Door to Door is the sixth studio album by American rock band the Cars, released on August 25, 1987, by Elektra Records. The album was produced by frontman Ric Ocasek, with additional production by keyboardist Greg Hawkes. Three singles were released from the album, though only "You Are the Girl" reached the top 40 of the Billboard Hot 100, peaking at number 17. Door to Door became the Cars' lowest-charting studio album, peaking at number 26 on the Billboard 200, and within a year of its release the band would break up.

Background
Door to Door was both the group's last studio album with the original lineup before they disbanded in 1988 and the last to feature bassist Benjamin Orr before his death in 2000. The band would not release another studio album until Move Like This (2011).

Although by 1987, the Cars had reached the heights of superstardom, their last few albums had relied heavily on studio tricks and machines, but this album was an attempt to return to the group's original roots. For example, where the previous album, Heartbeat City, extensively used sampled and sequenced drums (a move that had somewhat alienated drummer David Robinson), this album returned to having Robinson performing the drums in the studio, often simultaneously with other band members.

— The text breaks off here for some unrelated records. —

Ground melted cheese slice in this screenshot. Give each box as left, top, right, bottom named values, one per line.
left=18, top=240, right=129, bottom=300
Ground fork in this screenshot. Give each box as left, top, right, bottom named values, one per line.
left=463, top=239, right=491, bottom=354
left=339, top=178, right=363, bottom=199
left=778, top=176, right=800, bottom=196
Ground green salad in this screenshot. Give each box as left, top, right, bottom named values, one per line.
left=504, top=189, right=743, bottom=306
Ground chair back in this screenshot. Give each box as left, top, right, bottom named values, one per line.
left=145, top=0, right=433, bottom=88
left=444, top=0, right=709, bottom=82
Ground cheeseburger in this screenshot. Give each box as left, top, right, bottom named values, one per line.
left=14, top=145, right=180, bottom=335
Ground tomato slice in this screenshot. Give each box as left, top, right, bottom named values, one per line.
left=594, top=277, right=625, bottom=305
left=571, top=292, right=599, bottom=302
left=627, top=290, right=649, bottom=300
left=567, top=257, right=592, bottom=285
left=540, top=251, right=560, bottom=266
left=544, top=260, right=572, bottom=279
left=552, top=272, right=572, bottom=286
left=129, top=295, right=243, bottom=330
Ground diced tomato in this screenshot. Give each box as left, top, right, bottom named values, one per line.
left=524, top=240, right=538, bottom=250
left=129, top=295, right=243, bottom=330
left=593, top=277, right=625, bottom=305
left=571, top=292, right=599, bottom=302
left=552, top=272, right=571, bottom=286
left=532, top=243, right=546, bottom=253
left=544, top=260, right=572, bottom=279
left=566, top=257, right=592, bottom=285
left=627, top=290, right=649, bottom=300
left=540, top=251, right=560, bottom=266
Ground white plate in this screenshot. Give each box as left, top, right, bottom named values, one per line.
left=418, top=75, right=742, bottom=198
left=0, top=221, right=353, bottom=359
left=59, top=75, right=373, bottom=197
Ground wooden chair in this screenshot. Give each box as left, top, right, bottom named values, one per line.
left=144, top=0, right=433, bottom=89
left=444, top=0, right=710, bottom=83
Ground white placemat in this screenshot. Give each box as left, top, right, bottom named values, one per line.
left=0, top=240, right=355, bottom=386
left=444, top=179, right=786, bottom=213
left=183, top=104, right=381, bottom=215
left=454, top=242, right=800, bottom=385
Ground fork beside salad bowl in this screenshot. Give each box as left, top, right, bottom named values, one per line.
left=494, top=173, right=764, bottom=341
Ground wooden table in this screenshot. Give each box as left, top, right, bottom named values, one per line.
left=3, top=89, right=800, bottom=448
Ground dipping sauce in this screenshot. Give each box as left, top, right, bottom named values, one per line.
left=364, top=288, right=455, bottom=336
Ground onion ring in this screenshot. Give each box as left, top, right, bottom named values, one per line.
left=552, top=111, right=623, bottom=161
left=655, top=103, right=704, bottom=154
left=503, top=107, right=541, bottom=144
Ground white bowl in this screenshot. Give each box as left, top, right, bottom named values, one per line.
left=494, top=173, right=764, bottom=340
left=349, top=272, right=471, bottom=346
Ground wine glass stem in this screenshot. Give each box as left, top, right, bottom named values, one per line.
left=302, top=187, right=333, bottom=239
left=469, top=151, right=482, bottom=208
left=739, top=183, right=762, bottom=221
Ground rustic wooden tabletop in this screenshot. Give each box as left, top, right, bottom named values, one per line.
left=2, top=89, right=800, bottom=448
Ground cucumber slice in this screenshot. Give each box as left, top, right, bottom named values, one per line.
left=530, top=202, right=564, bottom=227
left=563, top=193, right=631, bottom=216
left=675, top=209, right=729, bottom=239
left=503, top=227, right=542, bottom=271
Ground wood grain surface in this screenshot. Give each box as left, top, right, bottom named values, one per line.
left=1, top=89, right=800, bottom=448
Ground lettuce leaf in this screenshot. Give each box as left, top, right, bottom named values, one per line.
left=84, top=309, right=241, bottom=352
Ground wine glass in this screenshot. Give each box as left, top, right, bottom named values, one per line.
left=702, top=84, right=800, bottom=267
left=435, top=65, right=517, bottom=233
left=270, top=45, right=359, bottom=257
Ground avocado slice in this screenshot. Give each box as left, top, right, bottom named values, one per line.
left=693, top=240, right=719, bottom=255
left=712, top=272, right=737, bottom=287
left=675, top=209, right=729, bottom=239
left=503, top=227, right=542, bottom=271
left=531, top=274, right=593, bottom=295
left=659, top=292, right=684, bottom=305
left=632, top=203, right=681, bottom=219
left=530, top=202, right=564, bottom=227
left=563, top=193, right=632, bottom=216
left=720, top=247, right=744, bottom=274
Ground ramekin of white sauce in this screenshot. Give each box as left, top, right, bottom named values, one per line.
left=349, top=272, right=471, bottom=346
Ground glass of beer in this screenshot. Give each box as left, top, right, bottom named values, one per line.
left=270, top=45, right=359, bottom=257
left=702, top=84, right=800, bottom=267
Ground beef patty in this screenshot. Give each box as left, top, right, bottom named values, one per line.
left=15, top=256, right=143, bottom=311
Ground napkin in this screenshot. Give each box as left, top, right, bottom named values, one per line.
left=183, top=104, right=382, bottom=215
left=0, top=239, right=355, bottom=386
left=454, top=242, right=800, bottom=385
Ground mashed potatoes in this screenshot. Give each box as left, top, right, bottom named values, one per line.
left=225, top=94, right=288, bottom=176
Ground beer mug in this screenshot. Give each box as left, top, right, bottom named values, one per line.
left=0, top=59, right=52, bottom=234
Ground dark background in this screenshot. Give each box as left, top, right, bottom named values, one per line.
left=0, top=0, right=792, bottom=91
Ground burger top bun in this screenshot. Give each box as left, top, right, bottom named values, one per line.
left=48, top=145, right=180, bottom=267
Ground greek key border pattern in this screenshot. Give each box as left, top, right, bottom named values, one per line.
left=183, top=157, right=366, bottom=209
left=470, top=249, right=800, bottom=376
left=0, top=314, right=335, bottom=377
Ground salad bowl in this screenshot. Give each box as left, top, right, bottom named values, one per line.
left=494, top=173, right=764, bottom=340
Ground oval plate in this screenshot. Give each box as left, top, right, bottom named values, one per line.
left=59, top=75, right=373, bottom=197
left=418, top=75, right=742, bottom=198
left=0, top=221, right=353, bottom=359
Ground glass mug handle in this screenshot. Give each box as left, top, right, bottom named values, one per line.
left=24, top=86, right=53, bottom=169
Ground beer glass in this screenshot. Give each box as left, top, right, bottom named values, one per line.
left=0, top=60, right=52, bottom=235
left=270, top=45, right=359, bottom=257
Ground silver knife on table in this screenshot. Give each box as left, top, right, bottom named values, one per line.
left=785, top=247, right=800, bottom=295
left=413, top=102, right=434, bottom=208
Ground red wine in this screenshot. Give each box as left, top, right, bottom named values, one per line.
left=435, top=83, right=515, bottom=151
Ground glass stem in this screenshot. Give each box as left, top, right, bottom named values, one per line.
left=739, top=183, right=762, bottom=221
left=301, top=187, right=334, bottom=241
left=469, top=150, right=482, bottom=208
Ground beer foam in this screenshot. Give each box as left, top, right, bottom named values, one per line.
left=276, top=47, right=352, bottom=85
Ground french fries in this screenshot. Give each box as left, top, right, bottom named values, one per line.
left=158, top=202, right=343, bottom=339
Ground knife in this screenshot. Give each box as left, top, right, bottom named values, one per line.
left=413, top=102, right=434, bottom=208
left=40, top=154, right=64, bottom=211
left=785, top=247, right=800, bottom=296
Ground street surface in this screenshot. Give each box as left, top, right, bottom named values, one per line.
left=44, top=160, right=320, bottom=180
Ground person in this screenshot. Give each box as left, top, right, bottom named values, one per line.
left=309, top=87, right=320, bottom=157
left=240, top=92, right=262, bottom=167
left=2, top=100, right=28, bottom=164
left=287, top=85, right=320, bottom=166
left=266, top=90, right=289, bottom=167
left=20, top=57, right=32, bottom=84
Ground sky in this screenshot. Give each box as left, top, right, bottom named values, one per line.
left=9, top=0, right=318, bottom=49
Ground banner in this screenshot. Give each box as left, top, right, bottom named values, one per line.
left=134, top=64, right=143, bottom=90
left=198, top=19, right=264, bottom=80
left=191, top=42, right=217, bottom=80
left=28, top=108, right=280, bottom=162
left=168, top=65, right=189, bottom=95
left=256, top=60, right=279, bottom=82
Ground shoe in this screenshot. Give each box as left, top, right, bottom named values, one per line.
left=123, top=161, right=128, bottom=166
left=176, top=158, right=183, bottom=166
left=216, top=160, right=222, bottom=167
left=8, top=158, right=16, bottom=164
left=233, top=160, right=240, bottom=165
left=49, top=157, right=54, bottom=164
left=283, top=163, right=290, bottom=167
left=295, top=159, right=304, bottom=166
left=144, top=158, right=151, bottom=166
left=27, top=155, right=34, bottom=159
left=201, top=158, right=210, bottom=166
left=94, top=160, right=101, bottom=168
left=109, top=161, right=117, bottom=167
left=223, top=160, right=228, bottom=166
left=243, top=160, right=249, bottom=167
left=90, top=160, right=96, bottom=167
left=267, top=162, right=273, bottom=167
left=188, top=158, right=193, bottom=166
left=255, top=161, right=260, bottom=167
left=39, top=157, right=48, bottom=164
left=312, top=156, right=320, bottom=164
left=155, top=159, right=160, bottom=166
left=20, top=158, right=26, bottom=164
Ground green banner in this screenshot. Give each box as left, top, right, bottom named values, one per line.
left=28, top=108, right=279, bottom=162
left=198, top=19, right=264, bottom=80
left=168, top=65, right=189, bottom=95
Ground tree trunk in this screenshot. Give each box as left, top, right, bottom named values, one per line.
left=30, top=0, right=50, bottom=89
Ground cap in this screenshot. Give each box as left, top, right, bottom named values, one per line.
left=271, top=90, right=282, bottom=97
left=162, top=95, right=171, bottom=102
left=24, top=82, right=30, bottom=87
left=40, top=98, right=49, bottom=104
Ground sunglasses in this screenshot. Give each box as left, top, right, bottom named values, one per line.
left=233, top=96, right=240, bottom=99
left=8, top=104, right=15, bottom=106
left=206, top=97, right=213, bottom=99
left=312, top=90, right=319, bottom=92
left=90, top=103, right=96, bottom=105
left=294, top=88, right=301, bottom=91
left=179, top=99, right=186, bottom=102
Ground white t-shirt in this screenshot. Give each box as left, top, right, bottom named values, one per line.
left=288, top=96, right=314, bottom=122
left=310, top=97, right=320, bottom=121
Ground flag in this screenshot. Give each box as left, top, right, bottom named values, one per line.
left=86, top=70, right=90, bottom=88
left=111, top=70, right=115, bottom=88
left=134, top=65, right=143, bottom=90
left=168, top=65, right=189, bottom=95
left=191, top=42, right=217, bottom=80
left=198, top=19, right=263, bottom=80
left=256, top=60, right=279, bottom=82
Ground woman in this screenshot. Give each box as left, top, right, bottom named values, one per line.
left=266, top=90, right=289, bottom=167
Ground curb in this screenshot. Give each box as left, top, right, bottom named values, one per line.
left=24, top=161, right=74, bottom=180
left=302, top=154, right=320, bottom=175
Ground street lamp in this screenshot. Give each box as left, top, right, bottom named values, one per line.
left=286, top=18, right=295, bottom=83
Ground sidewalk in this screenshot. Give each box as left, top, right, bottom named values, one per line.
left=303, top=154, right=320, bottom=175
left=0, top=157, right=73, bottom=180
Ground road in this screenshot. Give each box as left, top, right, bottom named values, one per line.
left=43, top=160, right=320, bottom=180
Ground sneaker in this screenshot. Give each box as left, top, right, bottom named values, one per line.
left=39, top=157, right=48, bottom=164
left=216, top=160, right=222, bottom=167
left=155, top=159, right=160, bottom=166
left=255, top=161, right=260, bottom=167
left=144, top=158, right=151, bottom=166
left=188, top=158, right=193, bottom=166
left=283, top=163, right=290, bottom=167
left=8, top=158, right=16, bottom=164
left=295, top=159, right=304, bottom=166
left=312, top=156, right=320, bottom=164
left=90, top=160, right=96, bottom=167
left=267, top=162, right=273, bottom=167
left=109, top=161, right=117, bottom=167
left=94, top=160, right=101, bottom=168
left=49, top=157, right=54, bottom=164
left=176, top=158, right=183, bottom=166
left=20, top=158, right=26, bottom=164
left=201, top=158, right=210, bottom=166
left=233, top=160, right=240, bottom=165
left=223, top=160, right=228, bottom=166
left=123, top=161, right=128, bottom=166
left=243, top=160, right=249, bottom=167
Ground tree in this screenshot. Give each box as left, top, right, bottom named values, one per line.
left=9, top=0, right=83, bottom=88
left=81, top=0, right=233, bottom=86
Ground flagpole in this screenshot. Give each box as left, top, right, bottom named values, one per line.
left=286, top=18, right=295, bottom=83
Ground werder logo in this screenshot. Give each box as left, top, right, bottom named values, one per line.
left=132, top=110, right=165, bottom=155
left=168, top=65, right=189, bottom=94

During a writing jam session, the band began to play "Ta Ta Wayo Wayo", a song from their earliest days together. It had never been recorded in studio, except as a demo in 1977. They enjoyed the tune so much that the 1987 version of the song made it onto the album. The opening track, "Leave or Stay", also was originally a 1977 demo that was not properly recorded until Door to Door, although they had often played the song live in the band's early days. Both tracks had their respective 1977 demo versions eventually issued on the 1995 compilation Just What I Needed: The Cars Anthology.

The lead single from the album, "You Are the Girl", reached number 17 on the Billboard Hot 100 and number two on the Album Rock Tracks chart. The follow-up single, "Strap Me In", peaked at number 85 on the Hot 100, while reaching number four on the rock chart. The final single, "Coming Up You", peaked at number 74 on the Hot 100, as well as number 37 on the Hot Adult Contemporary chart.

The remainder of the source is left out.